Prospek dan Rekomendasi Saham
Melihat prospek ke depan, Etta Rusdiana Putra, Analis Maybank Sekuritas, meyakini kinerja JSMR di semester II 2025 berpotensi mengalami peningkatan. Faktor pendorongnya adalah potensi peningkatan lalu lintas harian, penyesuaian tarif jalan tol, serta normalisasi belanja modal (capital expenditure) tol. Dengan prospek tersebut, Etta merekomendasikan “Beli” untuk saham JSMR dengan target harga Rp 6.000 per saham.
Senada, Ekky Topan dari Infovesta Kapital Advisori juga memproyeksikan kinerja Jasa Marga akan membaik di semester II. Sentimen positif datang dari potensi pemulihan musim libur akhir tahun dan tren pemulihan ekonomi yang dapat mendorong lalu lintas kendaraan di ruas tol milik Jasa Marga. Selain itu, implementasi sistem integrasi pembayaran dan efisiensi digital juga diharapkan turut memperkuat profitabilitas operasional. “Katalis lain datang dari rencana divestasi beberapa ruas tol lama untuk menurunkan beban utang dan memperbaiki neraca keuangan,” tutur Ekky. Ia menambahkan bahwa saham JSMR masih menarik untuk dilirik dalam jangka menengah karena bisnis inti perseroan yang stabil dan memiliki pendapatan berulang yang kuat dari pendapatan tol. Secara valuasi, harga saham JSMR juga dinilai masih relatif murah. Ekky merekomendasikan “Beli” untuk JSMR dengan target harga Rp 4.800 – Rp 5.000 per saham untuk 6-12 bulan ke depan, dengan asumsi keberhasilan divestasi aset dan adanya efisiensi operasional lanjutan di sisa tahun 2025.

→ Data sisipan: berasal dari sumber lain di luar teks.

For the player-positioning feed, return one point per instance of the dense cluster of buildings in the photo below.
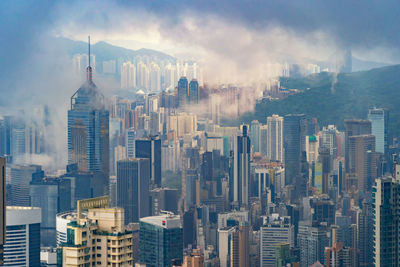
(150, 184)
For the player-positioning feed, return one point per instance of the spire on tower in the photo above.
(89, 74)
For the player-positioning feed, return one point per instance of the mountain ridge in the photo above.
(332, 102)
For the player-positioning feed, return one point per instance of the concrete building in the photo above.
(22, 247)
(274, 231)
(2, 207)
(386, 201)
(275, 138)
(161, 240)
(99, 239)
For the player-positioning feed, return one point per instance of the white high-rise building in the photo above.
(128, 75)
(275, 138)
(378, 118)
(155, 78)
(170, 76)
(275, 230)
(22, 247)
(142, 76)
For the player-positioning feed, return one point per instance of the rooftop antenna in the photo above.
(89, 74)
(89, 48)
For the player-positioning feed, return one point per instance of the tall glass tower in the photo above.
(88, 132)
(379, 121)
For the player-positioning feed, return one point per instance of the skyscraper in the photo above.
(161, 240)
(274, 231)
(240, 246)
(359, 147)
(354, 127)
(312, 241)
(386, 201)
(52, 195)
(98, 239)
(293, 141)
(379, 128)
(128, 75)
(255, 135)
(88, 132)
(275, 138)
(2, 207)
(241, 173)
(193, 92)
(22, 247)
(150, 148)
(21, 176)
(133, 177)
(182, 91)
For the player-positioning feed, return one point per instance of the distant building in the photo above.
(182, 91)
(21, 176)
(98, 239)
(150, 148)
(241, 172)
(52, 195)
(128, 75)
(164, 199)
(386, 199)
(2, 207)
(193, 95)
(294, 126)
(161, 240)
(379, 127)
(275, 138)
(22, 247)
(312, 241)
(352, 128)
(133, 177)
(274, 231)
(88, 133)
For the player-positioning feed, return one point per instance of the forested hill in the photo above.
(332, 99)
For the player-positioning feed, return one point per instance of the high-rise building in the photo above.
(182, 91)
(386, 201)
(312, 241)
(161, 240)
(155, 78)
(99, 238)
(274, 231)
(275, 138)
(164, 199)
(329, 139)
(133, 177)
(361, 163)
(22, 247)
(241, 172)
(2, 207)
(21, 176)
(255, 135)
(264, 140)
(240, 246)
(365, 238)
(352, 128)
(52, 195)
(193, 92)
(293, 144)
(195, 259)
(224, 241)
(379, 127)
(150, 148)
(128, 75)
(88, 132)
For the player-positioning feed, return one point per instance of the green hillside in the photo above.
(350, 97)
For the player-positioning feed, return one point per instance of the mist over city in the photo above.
(199, 133)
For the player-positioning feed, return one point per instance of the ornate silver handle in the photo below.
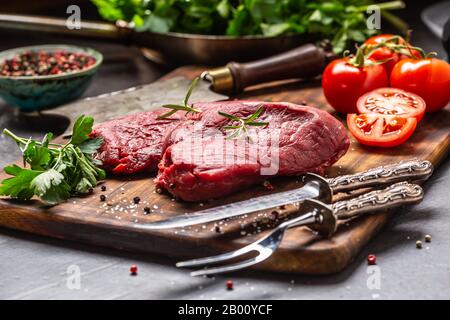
(396, 195)
(412, 170)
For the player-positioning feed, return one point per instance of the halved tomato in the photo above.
(391, 101)
(381, 130)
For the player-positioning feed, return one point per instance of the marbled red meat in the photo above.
(200, 163)
(134, 143)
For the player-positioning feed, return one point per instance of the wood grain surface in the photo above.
(113, 223)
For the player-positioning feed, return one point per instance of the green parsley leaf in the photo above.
(81, 129)
(19, 186)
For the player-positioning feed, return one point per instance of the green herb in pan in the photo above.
(341, 21)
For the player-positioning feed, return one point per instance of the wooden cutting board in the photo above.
(111, 224)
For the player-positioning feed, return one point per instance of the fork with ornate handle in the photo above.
(316, 215)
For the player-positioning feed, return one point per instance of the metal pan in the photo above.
(172, 48)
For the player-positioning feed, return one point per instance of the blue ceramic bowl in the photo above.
(43, 92)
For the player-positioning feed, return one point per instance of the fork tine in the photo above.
(263, 255)
(218, 258)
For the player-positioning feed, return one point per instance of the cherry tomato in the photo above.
(343, 83)
(392, 101)
(385, 53)
(428, 78)
(380, 130)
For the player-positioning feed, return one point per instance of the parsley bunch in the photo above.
(341, 21)
(56, 172)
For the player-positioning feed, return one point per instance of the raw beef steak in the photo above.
(201, 162)
(134, 143)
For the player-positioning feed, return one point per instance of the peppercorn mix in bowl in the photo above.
(42, 77)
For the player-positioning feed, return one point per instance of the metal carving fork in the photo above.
(317, 216)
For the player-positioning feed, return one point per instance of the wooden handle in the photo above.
(303, 62)
(98, 30)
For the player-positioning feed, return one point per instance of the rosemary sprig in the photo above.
(243, 123)
(185, 106)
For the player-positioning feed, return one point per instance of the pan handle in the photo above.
(99, 30)
(306, 61)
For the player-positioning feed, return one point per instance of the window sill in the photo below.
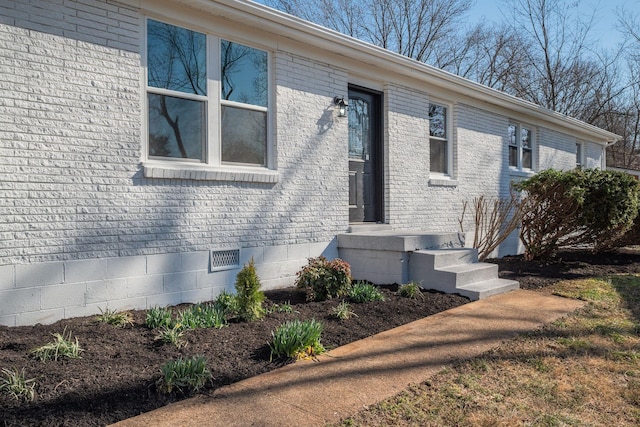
(210, 173)
(527, 173)
(443, 181)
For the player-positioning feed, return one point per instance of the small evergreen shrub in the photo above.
(409, 290)
(322, 279)
(16, 384)
(184, 375)
(365, 292)
(158, 317)
(248, 294)
(297, 339)
(343, 311)
(62, 346)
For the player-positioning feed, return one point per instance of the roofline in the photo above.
(304, 31)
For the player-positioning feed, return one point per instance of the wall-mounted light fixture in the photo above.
(342, 105)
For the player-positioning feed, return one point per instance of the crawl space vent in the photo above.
(225, 259)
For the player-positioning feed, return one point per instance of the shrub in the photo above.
(119, 319)
(184, 375)
(63, 346)
(365, 292)
(248, 294)
(158, 317)
(228, 303)
(171, 335)
(494, 220)
(343, 311)
(297, 339)
(409, 290)
(15, 384)
(580, 207)
(322, 279)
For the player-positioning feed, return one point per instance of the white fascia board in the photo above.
(292, 27)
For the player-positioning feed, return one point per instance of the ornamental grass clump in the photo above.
(62, 346)
(410, 290)
(365, 292)
(15, 384)
(184, 375)
(115, 318)
(249, 297)
(297, 339)
(158, 317)
(322, 279)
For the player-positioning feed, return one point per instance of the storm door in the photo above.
(365, 156)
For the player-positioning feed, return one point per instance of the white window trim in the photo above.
(439, 178)
(211, 168)
(580, 154)
(519, 169)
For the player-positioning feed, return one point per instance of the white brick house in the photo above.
(148, 148)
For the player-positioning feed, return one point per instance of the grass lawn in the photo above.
(583, 370)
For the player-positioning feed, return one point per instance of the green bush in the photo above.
(580, 207)
(158, 317)
(62, 346)
(248, 295)
(119, 319)
(184, 375)
(297, 339)
(16, 384)
(365, 292)
(322, 279)
(409, 290)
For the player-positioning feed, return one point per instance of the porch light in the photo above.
(342, 106)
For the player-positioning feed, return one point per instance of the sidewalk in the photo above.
(338, 384)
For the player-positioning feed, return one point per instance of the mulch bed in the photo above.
(116, 376)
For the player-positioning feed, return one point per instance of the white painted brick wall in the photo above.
(82, 229)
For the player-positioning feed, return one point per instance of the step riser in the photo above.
(445, 258)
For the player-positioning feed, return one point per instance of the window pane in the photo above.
(513, 131)
(438, 154)
(243, 72)
(176, 58)
(513, 156)
(244, 136)
(437, 121)
(527, 159)
(526, 138)
(176, 127)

Dari sisi analisis teknikal, Herditya Wicaksana, Analis MNC Sekuritas, melihat pergerakan saham JSMR berada di level support Rp 3.550 per saham dan resistance Rp 3.700 per saham. Herditya merekomendasikan “Speculative Buy” untuk saham JSMR dengan target harga Rp 3.750 – Rp 3.820 per saham.